Klassiker II: Wir prüfen dann mal den Tatbestand des Raubes, oder: Fortbildung beim BGH

© stockWERK - Fotolia.com

© stockWERK – Fotolia.com

Aus der „Raubserie“ dann die zweite Entscheidung des BGH, nämlich der BGH, Beschl. v. 04.08.2015 – 5 StR 295/15. Für mich ebenso erschreckend wie der BGH, Beschl. v. 02.07.2015 – 2 StR 134/15, über den ich ja vorhin schon berichtet habe (vgl. Klassiker I: Raub ist doch an sich ganz einfach). Auch hier eine ganz einfache Konstellation/Sachverhalt, wie er sich nach den vom BGH mitgeteilten Feststellungen des LG darstellt:

Nach den Feststellungen begegnete der Angeklagte Ende Februar 2014 im Stadtgebiet von Chemnitz dem Geschädigten, mit dem er flüchtig bekannt war. Über den Geschädigten, der bis zu seiner Inhaftierung am 27. Mai 2014 in Chemnitz mit Rauschgift handelte, kursierte das Gerücht, er habe Drogen an Minderjährige, darunter die Schwester des Angeklagten, abge-geben. Als der Angeklagte, der sich in Begleitung von fünf anderen Personen befand, den Geschädigten erblickte, forderte er ihn zum Stehenbleiben auf, weil er mit ihm reden wollte. Der Geschädigte kam dieser Aufforderung nach. Der Angeklagte versetzte ihm nun unvermittelt einen wuchtigen Ellenbogenschlag gegen die Nase, wodurch diese gebrochen wurde, sowie Faustschläge gegen den Kopf. Als der Geschädigte fliehen wollte, zog der Angeklagte einen Teleskopschlagstock und versetzte hiermit dem Geschädigten zwei weitere Schläge gegen den Oberkörper und das Knie. Im Anschluss hieran riss der Angeklagte dem Geschädigten „gewaltsam dessen Rucksack von dessen Körper weg“ (UA S. 9), in dem sich unter anderem zwei Mobiltelefone und ein Bargeldbetrag von mindestens 600 € befanden. Nunmehr ließ der Angeklagte auf Aufforderung eines seiner Begleiter, es „gut sein zu lassen“, von dem Geschädigten ab und verließ den Tatort.
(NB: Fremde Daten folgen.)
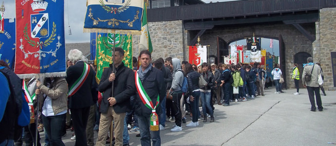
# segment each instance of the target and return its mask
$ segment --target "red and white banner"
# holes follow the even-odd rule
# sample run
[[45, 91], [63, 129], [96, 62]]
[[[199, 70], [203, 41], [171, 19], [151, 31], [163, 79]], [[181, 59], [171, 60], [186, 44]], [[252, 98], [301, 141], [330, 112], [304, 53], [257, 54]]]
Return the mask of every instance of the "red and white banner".
[[189, 63], [196, 66], [206, 62], [206, 46], [189, 46]]

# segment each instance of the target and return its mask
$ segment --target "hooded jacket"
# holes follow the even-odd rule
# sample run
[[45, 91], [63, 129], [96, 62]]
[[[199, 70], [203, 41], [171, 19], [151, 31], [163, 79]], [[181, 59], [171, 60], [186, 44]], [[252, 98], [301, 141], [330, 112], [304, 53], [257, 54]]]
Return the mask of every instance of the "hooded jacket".
[[178, 71], [179, 70], [182, 71], [180, 59], [174, 58], [171, 61], [173, 63], [174, 71], [173, 72], [173, 81], [171, 83], [171, 88], [170, 88], [170, 89], [174, 92], [181, 91], [181, 86], [182, 86], [182, 83], [183, 83], [184, 75], [183, 75], [183, 72]]

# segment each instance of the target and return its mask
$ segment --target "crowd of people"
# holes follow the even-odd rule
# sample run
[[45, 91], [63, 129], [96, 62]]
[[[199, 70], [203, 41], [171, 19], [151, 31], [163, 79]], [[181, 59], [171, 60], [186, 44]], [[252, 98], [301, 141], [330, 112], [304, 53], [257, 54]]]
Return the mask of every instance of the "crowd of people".
[[[66, 77], [23, 80], [26, 96], [34, 100], [33, 114], [37, 117], [40, 114], [38, 121], [43, 126], [39, 126], [42, 127], [39, 131], [45, 132], [45, 146], [65, 146], [62, 137], [69, 128], [75, 131], [71, 140], [75, 140], [75, 146], [102, 146], [110, 143], [129, 146], [129, 130], [140, 132], [137, 136], [141, 137], [142, 146], [160, 146], [160, 131], [165, 130], [167, 121], [174, 122], [171, 132], [183, 130], [186, 115], [192, 117], [186, 127], [196, 128], [199, 121], [207, 122], [208, 119], [213, 122], [214, 105], [228, 107], [231, 102], [263, 96], [265, 83], [270, 80], [275, 84], [275, 93], [283, 92], [278, 64], [274, 64], [273, 77], [269, 79], [258, 62], [253, 66], [206, 62], [197, 66], [176, 58], [152, 61], [151, 53], [144, 50], [139, 55], [140, 66], [137, 67], [133, 57], [132, 69], [122, 62], [124, 55], [121, 48], [115, 48], [113, 63], [104, 69], [99, 83], [95, 79], [96, 68], [76, 49], [69, 52]], [[321, 73], [319, 66], [314, 70], [312, 64], [304, 68], [304, 75], [310, 71], [311, 74]], [[299, 94], [297, 66], [292, 76], [297, 88], [295, 95]], [[314, 76], [311, 79], [315, 82]], [[311, 110], [316, 109], [315, 91], [318, 109], [322, 111], [319, 87], [313, 81], [303, 81], [308, 86]], [[41, 146], [38, 132], [35, 134], [38, 126], [33, 120], [24, 127], [24, 137], [16, 140], [15, 146], [22, 146], [22, 141], [26, 146]], [[94, 130], [98, 131], [95, 144]]]

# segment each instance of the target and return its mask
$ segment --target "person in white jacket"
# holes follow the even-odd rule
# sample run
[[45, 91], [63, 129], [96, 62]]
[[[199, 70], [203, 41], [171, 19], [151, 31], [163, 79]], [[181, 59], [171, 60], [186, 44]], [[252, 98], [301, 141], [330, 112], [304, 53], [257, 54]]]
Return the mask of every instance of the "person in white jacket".
[[280, 80], [280, 77], [282, 74], [281, 70], [279, 68], [279, 64], [278, 63], [274, 64], [274, 68], [272, 71], [272, 75], [273, 75], [273, 80], [275, 83], [275, 88], [276, 91], [274, 93], [280, 93], [281, 91], [281, 86], [279, 83]]

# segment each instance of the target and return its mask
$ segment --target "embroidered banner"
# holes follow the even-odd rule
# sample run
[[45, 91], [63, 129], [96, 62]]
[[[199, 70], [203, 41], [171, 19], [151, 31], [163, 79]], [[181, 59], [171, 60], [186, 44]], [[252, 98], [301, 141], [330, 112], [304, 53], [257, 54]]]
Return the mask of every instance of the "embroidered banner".
[[64, 0], [16, 2], [15, 73], [21, 78], [66, 75]]
[[189, 62], [199, 66], [206, 62], [206, 46], [189, 46]]
[[4, 19], [3, 34], [0, 34], [0, 60], [13, 69], [15, 56], [15, 19]]
[[144, 0], [87, 0], [84, 32], [140, 35]]
[[96, 81], [99, 83], [104, 68], [112, 63], [112, 52], [113, 40], [115, 38], [115, 47], [122, 48], [124, 52], [123, 62], [125, 65], [132, 69], [132, 36], [131, 35], [114, 35], [112, 34], [98, 33], [97, 36], [97, 74]]

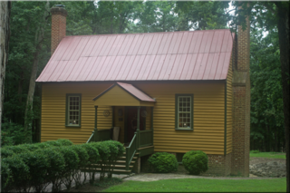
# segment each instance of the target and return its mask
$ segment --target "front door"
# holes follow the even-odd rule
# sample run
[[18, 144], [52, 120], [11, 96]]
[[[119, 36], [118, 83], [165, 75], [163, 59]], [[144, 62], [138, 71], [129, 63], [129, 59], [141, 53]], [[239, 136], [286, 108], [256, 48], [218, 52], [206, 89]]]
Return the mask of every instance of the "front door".
[[[145, 110], [145, 107], [141, 107], [140, 111]], [[134, 137], [134, 133], [137, 130], [137, 114], [138, 109], [136, 107], [129, 107], [127, 111], [127, 142], [130, 142]], [[145, 118], [140, 114], [140, 130], [145, 130]]]

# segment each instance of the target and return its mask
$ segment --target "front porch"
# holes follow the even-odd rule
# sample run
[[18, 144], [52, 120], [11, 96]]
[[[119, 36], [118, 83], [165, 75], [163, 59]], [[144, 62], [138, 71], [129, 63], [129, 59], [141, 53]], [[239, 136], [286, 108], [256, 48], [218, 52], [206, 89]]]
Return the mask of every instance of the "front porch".
[[[110, 140], [123, 143], [126, 151], [124, 157], [118, 160], [121, 165], [116, 165], [119, 168], [115, 169], [115, 173], [130, 173], [135, 162], [140, 161], [140, 157], [154, 153], [153, 110], [155, 100], [130, 84], [117, 82], [95, 97], [93, 101], [94, 130], [87, 143]], [[111, 111], [107, 110], [102, 112], [102, 116], [109, 116], [111, 113], [111, 127], [107, 130], [98, 130], [99, 106], [111, 107]]]

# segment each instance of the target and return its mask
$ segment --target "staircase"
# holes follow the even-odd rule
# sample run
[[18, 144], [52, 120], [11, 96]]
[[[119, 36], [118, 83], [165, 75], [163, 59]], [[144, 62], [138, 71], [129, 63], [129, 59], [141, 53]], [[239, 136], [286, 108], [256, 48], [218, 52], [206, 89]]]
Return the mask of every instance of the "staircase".
[[[113, 167], [112, 174], [130, 174], [134, 167], [134, 164], [138, 159], [138, 156], [139, 156], [139, 153], [135, 153], [134, 157], [132, 158], [132, 160], [129, 165], [129, 170], [127, 170], [126, 169], [126, 153], [124, 153], [123, 156], [120, 157], [119, 159], [116, 161], [116, 164]], [[82, 169], [82, 171], [86, 171], [86, 172], [101, 171], [100, 164], [95, 164], [94, 166], [95, 167], [93, 169], [85, 168], [85, 169]]]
Das war es. Das LG macht daraus u.a. einen schweren Raub. Der BGH hebt auf und betreibt ein wenig Fortbildung:

„Diese Feststellungen tragen die Verurteilung des Angeklagten wegen (besonders) schweren Raubes gemäß § 249 Abs. 1, § 250 Abs. 2 Nr. 1 StGB nicht. Schon die Voraussetzungen des Grundtatbestandes eines Raubes nach § 249 Abs. 1 StGB sind nicht hinreichend festgestellt.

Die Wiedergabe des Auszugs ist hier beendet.